Access Research Network
Phillip Johnson Archives





Darwinists Squirm Under Spotlight
Interview with Phillip E. Johnson




This article is reprinted from an interview with Citizen Magazine, January 1992.

Phillip Johnson has been a law professor at the University of California at Berkeley for more than 20 years. As an academic lawyer, one of Johnson's specialties is "analyzing the logic of arguments and identifying the assumptions that lie behind those arguments." A few years ago he began to suspect that Darwinism, far from being an objective fact, was little more than a philosophical position dressed up as science--and poor science at that. Wanting to see whether his initial impression was correct, Johnson decided to take a closer look at the arguments, evidence and assumptions underlying contemporary Darwinism. The result of his investigation is Darwin on Trial, a controversial new book that challenges not only Darwinism but the philosophical mindset that sustains it.

When did you first become aware that Darwinism was in trouble as a scientific theory?

I had been vaguely aware that there were problems, but I'd never had any intention of taking up the subject seriously or in detail until the 1987-88 academic year, when I was a visiting professor in London. Every day on the way to my office I happened to go by a large bookstore devoted to science. I picked up one book after another and became increasingly fascinated with the obvious difficulties in the Darwinist case--difficulties that were being evaded by tricky rhetoric and emphatic repetition. I then began delving into the professional literature, especially in scientific journals such as Nature and Science. At every step, what I found was a failure of the evidence to be in accord with the theory.

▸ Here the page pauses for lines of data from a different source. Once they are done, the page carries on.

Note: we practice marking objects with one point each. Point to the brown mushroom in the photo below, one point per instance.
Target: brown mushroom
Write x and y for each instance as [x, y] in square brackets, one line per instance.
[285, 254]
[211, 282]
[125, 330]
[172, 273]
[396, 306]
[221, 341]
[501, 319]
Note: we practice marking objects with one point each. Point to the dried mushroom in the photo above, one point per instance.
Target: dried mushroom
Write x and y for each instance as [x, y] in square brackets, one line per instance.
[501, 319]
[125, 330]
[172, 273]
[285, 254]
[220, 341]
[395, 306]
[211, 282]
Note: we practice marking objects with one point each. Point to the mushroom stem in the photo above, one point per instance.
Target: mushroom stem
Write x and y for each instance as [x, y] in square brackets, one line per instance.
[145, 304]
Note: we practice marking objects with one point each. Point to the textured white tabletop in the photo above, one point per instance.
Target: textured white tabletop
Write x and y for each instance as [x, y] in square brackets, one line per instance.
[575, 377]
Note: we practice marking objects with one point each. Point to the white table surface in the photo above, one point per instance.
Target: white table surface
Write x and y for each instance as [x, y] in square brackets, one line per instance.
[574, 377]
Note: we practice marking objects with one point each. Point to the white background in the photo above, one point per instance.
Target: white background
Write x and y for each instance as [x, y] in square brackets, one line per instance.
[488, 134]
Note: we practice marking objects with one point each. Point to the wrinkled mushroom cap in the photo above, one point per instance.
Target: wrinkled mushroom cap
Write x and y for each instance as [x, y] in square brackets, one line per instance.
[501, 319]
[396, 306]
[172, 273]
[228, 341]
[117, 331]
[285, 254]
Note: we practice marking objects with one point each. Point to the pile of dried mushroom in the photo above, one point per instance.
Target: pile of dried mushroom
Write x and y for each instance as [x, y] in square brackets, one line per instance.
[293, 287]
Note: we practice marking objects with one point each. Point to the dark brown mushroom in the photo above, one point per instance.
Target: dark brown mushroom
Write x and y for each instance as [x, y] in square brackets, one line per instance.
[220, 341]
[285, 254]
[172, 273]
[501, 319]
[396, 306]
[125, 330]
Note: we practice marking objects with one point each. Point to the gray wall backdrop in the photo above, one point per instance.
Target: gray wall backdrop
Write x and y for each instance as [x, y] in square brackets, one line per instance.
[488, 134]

What was it that initially made you suspect that Darwinism was more philosophy than hard science?

It was the way my scientific colleagues responded when I asked the hard questions. Instead of taking the intellectual questions seriously and responding to them, they would answer with all sorts of evasions and vague language, making it impossible to discuss the real objections to Darwinism. This is the way people talk when they're trying very hard not to understand something.

Another tip-off was the sharp contrast I noticed between the extremely dogmatic tone that Darwinists use when addressing the general public and the occasional frank acknowledgments, in scientific circles, of serious problems with the theory. For example, I would read Stephen Jay Gould telling the scientific world that Darwinism was effectively dead as a theory. And then in the popular literature, I would read Gould and other scientific writers saying that Darwinism was fundamentally healthy, and that scientists had the remaining problems well under control. There was a contradiction here, and it looked as though there was an effort to keep the outside world from becoming aware of the serious intellectual difficulties.

What are some of the intellectual difficulties? Can you give an example?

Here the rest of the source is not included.